Now first up is the very first knitting book I ever purchased and used. It’s a good one and I often recommend it to beginners who don’t know where to start. It’s called Baby knits for beginners by Debbie Bliss. It covers the basics with clear pictures and then has a range of patterns that are suitable for beginners right through to more experienced knitters who are looking for a classic pattern. In fact one of my favourite cardigans, the raglan cardigan with fully fashioned shaping , is in here and it’s such a great knit for a new baby or toddler.
The patterns are also great if you’re wanting to move on from scarfs and squares but simple enough to follow that you won’t be lost or stuck with half a knitting project that you can’t finish because it’s too hard.
Next up is a golden oldie that I picked up at Vinnies for $5. Love a good buy like this one. There are a few variations and different editions of this book but you can pick these up at op shops, 2nd hand bookstores, eBay, Gumtree and wherever you buy your 2nd hand books.
It covers everything, is super easy to read and suits all levels. There are pages and pages of different stitches and it’s a great reference book. And no matter what level of knitter or crafter that you are, everyone needs a good reference book. Definitely a winner this one.
And last up is a new book for our craft library that I’d wanted for a few years now.

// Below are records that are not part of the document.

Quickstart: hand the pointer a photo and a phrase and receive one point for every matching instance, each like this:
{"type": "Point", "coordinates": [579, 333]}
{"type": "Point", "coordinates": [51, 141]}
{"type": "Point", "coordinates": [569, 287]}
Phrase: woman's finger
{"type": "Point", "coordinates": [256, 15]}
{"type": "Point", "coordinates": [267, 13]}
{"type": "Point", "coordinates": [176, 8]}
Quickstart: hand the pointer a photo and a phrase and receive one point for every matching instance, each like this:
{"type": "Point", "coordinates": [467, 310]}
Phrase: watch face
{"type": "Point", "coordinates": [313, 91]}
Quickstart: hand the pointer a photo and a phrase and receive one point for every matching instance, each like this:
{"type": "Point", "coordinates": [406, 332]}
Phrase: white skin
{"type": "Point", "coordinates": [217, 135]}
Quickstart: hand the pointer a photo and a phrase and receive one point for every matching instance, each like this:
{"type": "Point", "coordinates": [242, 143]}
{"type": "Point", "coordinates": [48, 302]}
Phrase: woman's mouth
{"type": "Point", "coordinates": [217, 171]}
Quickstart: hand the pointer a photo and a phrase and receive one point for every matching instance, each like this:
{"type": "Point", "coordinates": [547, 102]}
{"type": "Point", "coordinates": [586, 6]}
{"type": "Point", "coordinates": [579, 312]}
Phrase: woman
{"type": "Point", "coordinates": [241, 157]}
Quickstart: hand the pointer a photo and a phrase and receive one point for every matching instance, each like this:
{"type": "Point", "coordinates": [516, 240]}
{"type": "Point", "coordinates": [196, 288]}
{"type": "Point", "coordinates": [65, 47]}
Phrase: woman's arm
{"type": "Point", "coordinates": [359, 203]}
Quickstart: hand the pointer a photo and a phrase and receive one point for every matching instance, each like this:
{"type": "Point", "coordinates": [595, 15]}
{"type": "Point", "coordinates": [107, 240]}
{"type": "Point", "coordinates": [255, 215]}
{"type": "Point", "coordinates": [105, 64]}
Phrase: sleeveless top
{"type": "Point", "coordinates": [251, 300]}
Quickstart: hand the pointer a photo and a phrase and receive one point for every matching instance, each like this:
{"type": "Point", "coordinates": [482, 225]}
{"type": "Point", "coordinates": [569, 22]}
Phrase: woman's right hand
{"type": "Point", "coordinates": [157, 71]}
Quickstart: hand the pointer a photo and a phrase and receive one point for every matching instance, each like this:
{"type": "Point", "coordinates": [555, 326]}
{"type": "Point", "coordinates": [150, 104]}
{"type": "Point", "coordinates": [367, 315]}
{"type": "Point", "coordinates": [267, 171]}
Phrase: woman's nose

And I picked up this book as soon as Keira told me she really wanted to learn how to knit. It is full of photos and little rhymes to help little people learn to knit and it is written for children in easy to understand language.
We’ve been sitting down together doing the stitches and when Keira gets stuck she can look at the photo or revisit the rhyme and see where she might have gone wrong.
I also love the few pages on correcting your mistakes. So important for any knitter. This book really is clear and I think is great for adults too but is really great for little ones and includes cute projects for them to make.
And a last little tip, before I buy a knitting book I pop over to Ravelry, select patterns, put in the title of the book and you should be able to see what people have made and sometimes all of the projects in the book. It’s a great way to see if a book is worth purchasing.
Now, have I missed one? Do you have a favourite knitting book for beginners that you want to share?